W tym kontekście jasne staje się już, dlaczego proponujemy lekkie odświeżenie przywołanego wcześniej powiedzenia. „Kto nie ryzykuje, ten nie pije zmrożonej wódki” to najlepsze podsumowanie współpracy między Stock a Epic VR.
ZAGROŻENIA ZE STRONY APLIKACJI VR – ISTNIEJĄ?
Ale zastanówmy się nad odwrotnym aspektem. Skoro już wymieniliśmy nie taką małą listę zalet zapewnianych przez gry VR stworzone przez EPIC VR, to zastanówmy się – czy gra VR może wyrządzić szkody marce?
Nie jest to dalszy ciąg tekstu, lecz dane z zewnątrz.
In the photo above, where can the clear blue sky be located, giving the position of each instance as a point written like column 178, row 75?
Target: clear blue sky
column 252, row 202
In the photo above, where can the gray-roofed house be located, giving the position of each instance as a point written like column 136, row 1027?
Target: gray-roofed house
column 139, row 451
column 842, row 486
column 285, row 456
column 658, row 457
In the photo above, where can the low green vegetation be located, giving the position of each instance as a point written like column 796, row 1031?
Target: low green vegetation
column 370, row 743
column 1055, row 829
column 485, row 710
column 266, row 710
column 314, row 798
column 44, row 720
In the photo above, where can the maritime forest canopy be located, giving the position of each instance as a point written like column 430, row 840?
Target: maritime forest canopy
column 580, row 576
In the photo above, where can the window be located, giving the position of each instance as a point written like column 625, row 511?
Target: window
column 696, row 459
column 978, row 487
Czy może wyrządzić wizerunkowe straty, które następnie trudno będzie odrobić?
Tak, istnieje takie ryzyko, że zamówiona przez firmę na potrzeby marketingowe gra VR przyniesie niepożądany efekt, zupełnie odwrotny od zamierzonego. Przede wszystkim, źle zaprojektowana, trudna do opanowania czy też zwyczajnie nieprzemyślana pod kątem mechanizmów rozgrywki gra VR wywoła u odbiorców frustrację. To szybko narastające negatywne uczucie przeniesie się na markę. Nikt przecież nie będzie złościł się na twórców gry – w zamian konsumenci oskarżą markę o niskie standardu. Najgorszy wariant tego scenariusza zakłada, że swoje żale upublicznią, umieszczając negatywne komentarze na internetowych forach czy w mediach społecznościowych. Stąd tak ważny jest wybór odpowiedniego studia gamingowego – takiego, które ma rzeczywiste, poparte przykładami doświadczenie w tworzeniu gier VR.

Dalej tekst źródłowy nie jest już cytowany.